The Second Week of Advent 2010

Second Sunday of Advent
"'Hope' is the thing with feathers—/That perches in the soul—/And sings the tune without the words /And never stops—at all—." Emily Dickinson's definition of hope captures what many of us have a hard time defining. Hope is not blind optimism, nor arrogant certainty, nor wishful thinking. Hope, the theme of today's Gospel, is the knowledge that God would not desert us, that we will endure difficult times to see a better day. Hope gives us the strength to seek peace and demand justice, and to envision the world as God intended it to be. 

(Is 35:1-10; Lk 5:17-26)
Look for miracles. "We have seen strange things today," the crowd says after seeing Jesus cure an afflicted man. Strange things—miracles, reconciliations, changes of heart—are all around us, but every day we miss them because we're busy looking elsewhere. Make it a habit to find one example of God at work in your life each day.

(Is 40:1-11; Mt 18:12-14)
Acknowledge your sins. Today's Gospel, along with the parable of the prodigal son, shows the lengths God will go to in order to save each of us. It is easy to resent the "troublemaker" who gets all the attention, but that misses the point: We are each the lost sheep, the prodigal son, in need of salvation. God in his mercy is offering us just that. 

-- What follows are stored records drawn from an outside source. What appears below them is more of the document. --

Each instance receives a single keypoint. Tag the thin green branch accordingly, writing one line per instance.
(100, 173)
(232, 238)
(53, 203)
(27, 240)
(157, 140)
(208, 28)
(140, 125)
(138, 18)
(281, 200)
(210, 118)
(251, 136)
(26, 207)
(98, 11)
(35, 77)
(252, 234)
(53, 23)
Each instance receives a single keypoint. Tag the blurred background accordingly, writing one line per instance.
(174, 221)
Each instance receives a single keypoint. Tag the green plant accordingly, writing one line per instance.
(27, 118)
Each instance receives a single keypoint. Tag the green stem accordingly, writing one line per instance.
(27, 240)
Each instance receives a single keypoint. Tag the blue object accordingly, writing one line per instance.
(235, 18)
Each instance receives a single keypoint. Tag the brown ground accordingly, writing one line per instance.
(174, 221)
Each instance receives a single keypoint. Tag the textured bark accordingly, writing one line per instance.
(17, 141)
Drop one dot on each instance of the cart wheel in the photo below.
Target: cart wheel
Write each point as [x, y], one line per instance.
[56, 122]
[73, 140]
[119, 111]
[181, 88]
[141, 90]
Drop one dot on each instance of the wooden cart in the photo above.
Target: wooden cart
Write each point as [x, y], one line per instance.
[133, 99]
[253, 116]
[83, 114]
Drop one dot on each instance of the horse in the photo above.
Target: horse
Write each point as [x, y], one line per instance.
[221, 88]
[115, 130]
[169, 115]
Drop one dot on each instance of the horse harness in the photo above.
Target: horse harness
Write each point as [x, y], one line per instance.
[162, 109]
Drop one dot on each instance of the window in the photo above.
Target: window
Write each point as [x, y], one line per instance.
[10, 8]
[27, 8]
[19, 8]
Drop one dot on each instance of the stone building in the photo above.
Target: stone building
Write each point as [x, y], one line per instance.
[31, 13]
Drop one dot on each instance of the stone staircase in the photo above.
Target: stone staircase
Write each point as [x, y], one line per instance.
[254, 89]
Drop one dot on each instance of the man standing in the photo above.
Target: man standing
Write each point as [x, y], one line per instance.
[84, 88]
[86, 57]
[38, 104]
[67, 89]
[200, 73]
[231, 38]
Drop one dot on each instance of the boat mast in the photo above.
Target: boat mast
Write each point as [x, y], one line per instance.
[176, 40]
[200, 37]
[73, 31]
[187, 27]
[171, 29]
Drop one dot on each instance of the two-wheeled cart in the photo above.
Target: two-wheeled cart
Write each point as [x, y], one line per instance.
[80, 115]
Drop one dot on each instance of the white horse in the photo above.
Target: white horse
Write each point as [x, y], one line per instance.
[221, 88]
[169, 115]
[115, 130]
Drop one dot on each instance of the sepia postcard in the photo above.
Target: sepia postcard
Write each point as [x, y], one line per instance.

(Is 40:25-31; Mt 11:28-30)
Seek respite with God. Both readings today promise rest to the weary. And who isn't weary this time of year? You don't have to cut yourself off from the season's busyness to find rest. Grasp moments of quiet meditation wherever you can find them—turn off the radio in your car, or recite the rosary as you clean the house.

(Is 41:13-20; Mt 11:11-15)
Listen closely. John the Baptist, who heralded Jesus' coming but was ignored and ultimately killed, takes center stage this week. If we saw him on a downtown street today, dressed in rags and preaching with a burning intensity, would we think he was crazy? Or would we listen closely enough to recognize the truth he speaks?

(Is 48:17-19; Mt 11:16-19)
Ignore labels. Sometimes you can't win: Ascetic John is criticized for his severity, while sociable Jesus is called a glutton and worse. Today you're more likely to hear "conservative" and "liberal" thrown around, but the result is the same. Labels blind us to each other's humanity, and to the role in salvation that each one of us must play. 

(Sirach 48:1-4, 9-11; Mt 17:10-13)
Carve out some quiet time. The weekends before Christmas are usually nonstop, with little time left for prayer or reflection. It's impossible to forgo the shopping and the parties, but for every busy hour you spend, try to spend an equal amount of time in the quiet, listening and watching for signs of our Savior's arrival.